What is Storage Streamer and how does it work

Storage Streamer stores logs in S3 or any S3-compatible object storage (MinIO, Ceph, Azure Blob) and indexes them at ingest time.

When you query, the system scans the index to find which files contain matching data. Only those files are streamed to your SIEM.

Ingestion costs apply only to what you query -- typically 5-30% of total volume -- not all your logs.

How does Storage Streamer reduce costs

Store 100% of logs in S3 at a fraction of analyzer costs. Pay your SIEM license only on the data you actually query -- typically 5-30% of total volume.

Typical cost reduction is 70-80%, depending on query patterns. See the pricing page for details.

What are the main use cases

Incident investigation, scheduled dashboard population, compliance and audit, and metric aggregation — each with concrete savings examples per SIEM vendor. See the full use cases section for query workflows, retrieval times, and cost breakdowns.

Can I pair Storage Streamer with the Regulator

Yes. Configure your forwarder to duplicate events — one copy goes to S3 (all events archived), the other goes through the Regulator (filtered or compact events to your analyzer). Storage Streamer indexes the S3 archive and streams selected events back on demand.

This gives you full retention at S3 cost ($0.023/GB/month) plus regulated analyzer ingestion. Events that the Regulator filters out remain in S3 and are queryable for incident investigation, compliance, and auditing.

Can I pair Storage Streamer with the Regulator's Compact mode

Yes. The Regulator in Compact mode losslessly compacts events at the source, reducing S3 storage costs by 50-65%. Storage Streamer expands compact events automatically when streaming them to your log platform — Splunk, Elasticsearch, Datadog, and CloudWatch all receive full-fidelity events.

Querying and Performance

How do engineers search S3 data

Three ways to query, all documented on the Query page:

  1. Web GUI — visual query builder with search expression editor, time range selector, and sample queries.
  2. CLI — submit queries from the terminal.
  3. REST APIPOST /streamer/query via curl or Postman. Use from scripts, runbooks, or CronJobs.

All three methods produce the same result: the streamer identifies matching events and streams them to your analyzer (Splunk, Elasticsearch, Datadog, CloudWatch) or time-series database (Prometheus, Datadog, Splunk). Events appear with original timestamps alongside your live data.

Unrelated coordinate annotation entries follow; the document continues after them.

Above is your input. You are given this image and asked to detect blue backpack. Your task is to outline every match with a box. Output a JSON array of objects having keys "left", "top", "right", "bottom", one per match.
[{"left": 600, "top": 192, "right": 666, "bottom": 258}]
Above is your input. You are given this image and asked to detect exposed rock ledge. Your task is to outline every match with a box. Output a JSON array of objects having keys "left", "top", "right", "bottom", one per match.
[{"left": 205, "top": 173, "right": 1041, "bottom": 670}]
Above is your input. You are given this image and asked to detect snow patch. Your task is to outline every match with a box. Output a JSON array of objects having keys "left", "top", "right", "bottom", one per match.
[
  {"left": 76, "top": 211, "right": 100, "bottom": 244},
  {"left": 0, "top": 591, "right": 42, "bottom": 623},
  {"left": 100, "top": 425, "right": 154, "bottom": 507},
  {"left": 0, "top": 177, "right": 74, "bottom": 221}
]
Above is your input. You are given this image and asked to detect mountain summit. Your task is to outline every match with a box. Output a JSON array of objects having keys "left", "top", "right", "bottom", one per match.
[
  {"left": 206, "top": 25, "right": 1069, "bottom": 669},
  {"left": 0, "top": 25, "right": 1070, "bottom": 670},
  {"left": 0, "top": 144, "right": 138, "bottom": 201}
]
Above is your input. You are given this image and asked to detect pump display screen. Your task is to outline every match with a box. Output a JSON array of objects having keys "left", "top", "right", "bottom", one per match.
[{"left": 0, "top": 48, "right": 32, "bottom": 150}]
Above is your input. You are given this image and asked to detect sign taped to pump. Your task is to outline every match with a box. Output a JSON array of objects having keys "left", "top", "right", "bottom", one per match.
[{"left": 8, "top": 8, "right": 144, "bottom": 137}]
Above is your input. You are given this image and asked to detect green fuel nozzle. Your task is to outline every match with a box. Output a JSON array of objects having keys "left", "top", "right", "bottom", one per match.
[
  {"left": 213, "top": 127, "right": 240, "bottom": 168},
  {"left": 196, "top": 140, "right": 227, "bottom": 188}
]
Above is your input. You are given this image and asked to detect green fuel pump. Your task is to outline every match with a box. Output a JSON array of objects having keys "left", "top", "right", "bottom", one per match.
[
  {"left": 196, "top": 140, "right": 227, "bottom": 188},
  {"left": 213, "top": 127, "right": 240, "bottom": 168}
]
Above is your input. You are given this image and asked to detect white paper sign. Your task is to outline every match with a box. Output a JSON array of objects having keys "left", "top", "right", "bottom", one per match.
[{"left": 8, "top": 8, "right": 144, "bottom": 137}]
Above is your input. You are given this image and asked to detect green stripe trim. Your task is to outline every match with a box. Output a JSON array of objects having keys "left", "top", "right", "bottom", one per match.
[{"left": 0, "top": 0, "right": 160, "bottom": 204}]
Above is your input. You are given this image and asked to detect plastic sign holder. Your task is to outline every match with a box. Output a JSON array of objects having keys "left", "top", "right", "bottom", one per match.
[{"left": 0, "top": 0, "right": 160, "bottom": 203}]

How fast is data retrieval

Index lookups identify matching files in under 1 second. Fetching and streaming events typically takes 10–30 seconds for ~10K events with default parallelism. At 100K events, parallel scan/stream workers (up to 1,000 instances) keep total query time near the same 10–30 second baseline rather than growing linearly with result set size. At larger scales, S3 API throughput and network bandwidth are the practical limits.

Topic Description
Architecture Parallel scan and stream workers
Performance Baseline numbers, parallelism tuning, and optimization tips
Scan config Timeslice, max instances, and thread settings
Stream config Byte ranges per worker, output endpoints
Limits Processing time and result size caps

S3 Standard provides instant access. S3 Glacier requires restore time.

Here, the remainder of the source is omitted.